Todo está hecho con espejos. Cuentos casi completos, Guillermo Cabrera Infante, Alfaguara, Madrid, 1999, 248 pp.
Desde Así en la paz como en la guerra (1960) hasta la presente colectánea de relatos, el cubano Cabrera Infante (Gibara, 1929) se halla dominado por su propia mitología, si se quiere revisada para que cuadre con el paisaje ("La nostalgia es la memoria del alma", decía en Mea Cuba) y con el salto en el vacío que es el oficio de escribir.
Como en todos los mito, hay en éste invariantes que se superponen a la transformación, datos que iluminan una vida y otros que devanan ese ovillo de lino que Dédalo le dio a Ariadna (por algo nos avisa Cabrera de que la ordenación del volumen es arbitraria y de ningún modo indica el orden en que deben ser leídos sus cuentos, privados ya de fecha y contexto).
Lo autológico se convierte en creación personal, y si todo está hecho con espejo (¿simetría o duplicado?), no está de más encontrar en estos cuentos el espejo de la vida habanera ("Mis versiones –advierte– son pobres reflejos del relato oral que se ha llamado en Cuba relajo real"), y también el espejo partido y el deformante, el espejo como metáfora de apariencias superficiales y como residencia de almas o mundos alternativos, el espejo de la introspección y, felizmente, la imagen espejo del cinematógrafo.
Con su prosa de madréporas y el humor cáustico que suele frecuentar, Cabrera experimenta con los recursos del idioma y recrea el coloquialismo cubano con necesaria garrulería.
Habituado al género corto, el fabulador inspecciona el costumbrismo en primera persona del singular y propone un riquísimo y divertido anecdotario (el jardín trasero de cada casa).

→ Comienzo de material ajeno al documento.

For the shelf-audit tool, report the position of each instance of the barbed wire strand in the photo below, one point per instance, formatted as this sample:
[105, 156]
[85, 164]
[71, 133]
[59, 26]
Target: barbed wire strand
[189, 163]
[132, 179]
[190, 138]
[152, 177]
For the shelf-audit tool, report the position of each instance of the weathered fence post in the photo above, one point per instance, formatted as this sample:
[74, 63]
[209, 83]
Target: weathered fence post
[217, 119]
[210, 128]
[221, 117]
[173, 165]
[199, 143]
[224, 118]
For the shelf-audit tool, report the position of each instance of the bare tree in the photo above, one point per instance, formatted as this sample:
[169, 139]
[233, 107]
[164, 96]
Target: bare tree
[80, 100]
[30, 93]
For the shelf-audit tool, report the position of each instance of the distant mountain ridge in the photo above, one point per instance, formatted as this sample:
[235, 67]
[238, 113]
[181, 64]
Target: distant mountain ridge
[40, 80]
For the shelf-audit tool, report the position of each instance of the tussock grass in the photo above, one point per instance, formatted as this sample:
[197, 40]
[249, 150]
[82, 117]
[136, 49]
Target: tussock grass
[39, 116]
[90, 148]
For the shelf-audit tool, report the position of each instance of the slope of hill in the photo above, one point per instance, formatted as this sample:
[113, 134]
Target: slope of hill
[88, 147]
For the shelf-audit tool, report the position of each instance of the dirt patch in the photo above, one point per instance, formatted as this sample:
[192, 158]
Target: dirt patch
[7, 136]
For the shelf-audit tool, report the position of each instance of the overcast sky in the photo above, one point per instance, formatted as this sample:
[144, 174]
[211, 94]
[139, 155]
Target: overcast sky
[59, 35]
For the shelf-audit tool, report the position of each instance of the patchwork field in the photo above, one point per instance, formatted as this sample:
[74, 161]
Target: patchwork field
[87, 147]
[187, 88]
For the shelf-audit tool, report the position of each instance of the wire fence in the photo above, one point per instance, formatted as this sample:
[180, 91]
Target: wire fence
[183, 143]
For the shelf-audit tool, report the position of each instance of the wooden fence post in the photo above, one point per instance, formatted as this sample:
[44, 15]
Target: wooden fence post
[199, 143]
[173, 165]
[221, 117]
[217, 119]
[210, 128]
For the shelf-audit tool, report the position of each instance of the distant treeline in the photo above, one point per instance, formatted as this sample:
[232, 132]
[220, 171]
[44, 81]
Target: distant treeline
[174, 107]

Hay en esto relatos arcángeles que se vuelven faunos, inspectores de supercherías, visitantes hundidos en el tópico y, sobre todo, cubanos gramaticales, de apasionada locuacidad, sometidos a la ciencia de inventar cómo vivir.
Bajo el mismo pabellón, e adjuntan en el repertorio cuentos como «Josefina, atiende a los señores» y «La duración del tiempo», donde el habla local cobra protagonismo y sale al juego, intentando captar en las bocas ajenas la verdadera esencia de un tiempo y una geografía.
Otras entregas corresponden a una faceta imprevisible de este mundo, caso del conocido «Delito por bailar el chachachá», en que la experimentación se delinea claramente para destilar su riqueza de matices y referencias literarias.
Sigue la orla de bombillas eléctricas «Muerte de un autómata», donde Cabrera prolonga con ingenio el truco revelado en «Maelzel's Chess–Player», de Poe.
En otros relatos cabe reírse de las preguntas inquisitivas alrededor del estereotipo cubano (véase «Historia de un bastón y algunos reparos de Mrs Campbell»), y también disfrutar de leyendas repetidas por la feligresía cinéfila, como sucede en «El fantasma del Cine Essoldo», donde el escritor diagnostica su enfermedad predilecta.